Firing and reinstatement: OpenAI’s board of directors came to distrust Altman but failed to persuade executives and employees that he should be replaced.

  • In winter 2022, Altman told the board that the company’s joint safety committee with Microsoft had approved three “somewhat controversial” enhancements to GPT-4. Board member Helen Toner later learned that only one had been approved.
  • Altman also failed to tell the board that Microsoft had tested GPT-4 in India without the committee’s approval.
  • Board members were surprised to learn that Altman personally owned the $175 million OpenAI Startup Fund, so OpenAI investors wouldn’t see any profits. Altman claimed he didn’t benefit from the fund.
  • CTO Mira Murati expressed doubts about Altman’s leadership to other board members. Murati, Toner, and co-founder Ilya Sutskever began to document his actions.
  • On November 16, the board voted to fire Altman and appoint Murati interim CEO. The board members were reluctant to reveal why they’d fired Altman. At one meeting, Murati and other executives gave them 30 minutes to either explain why they fired Altman, resign, or watch the executive team quit. Nearly all OpenAI employees (including Murati and Sutskever) signed a letter threatening to quit if Altman wasn't reinstated, and the board reversed its decision.

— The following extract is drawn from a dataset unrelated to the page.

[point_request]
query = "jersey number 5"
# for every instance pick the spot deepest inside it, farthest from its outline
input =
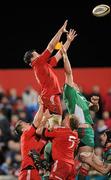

Aftermath: Since Altman’s return, Murati and all but one director who voted to remove him have left OpenAI. The issues that precipitated his departure have given way to commercial concerns as the company considers a shift from its current hybrid nonprofit/for-profit structure to fully for-profit.

  • GPT-5 will arrive “in the next few months,” according to Altman.
  • Meanwhile, OpenAI launched GPT-4.1 (making full, mini, and nano versions available via API) and confirmed it soon would release o3, a new reasoning model.
  • OpenAI said it will release its first open model, a new language model with open weights, in coming months.
  • The company recently raised $40 billion, the largest-ever funding round for an AI company, increasing its valuation to $300 billion.

Why it matters: The AI frontier spawns not only technical innovations but also intense interpersonal relationships and corporate politics. Such dynamics have consequences for users and the world at large: Having survived serious challenges to his leadership, Altman has emerged in a strong position to build a path of faster growth as a for-profit company upon OpenAI’s philanthropic foundation.

We’re thinking: Given OpenAI’s formidable achievements, Altman’s renewed leadership marks an inflection point in the AI landscape. Without Sam Altman at the helm, OpenAI would be a very different company, with different priorities and a different future.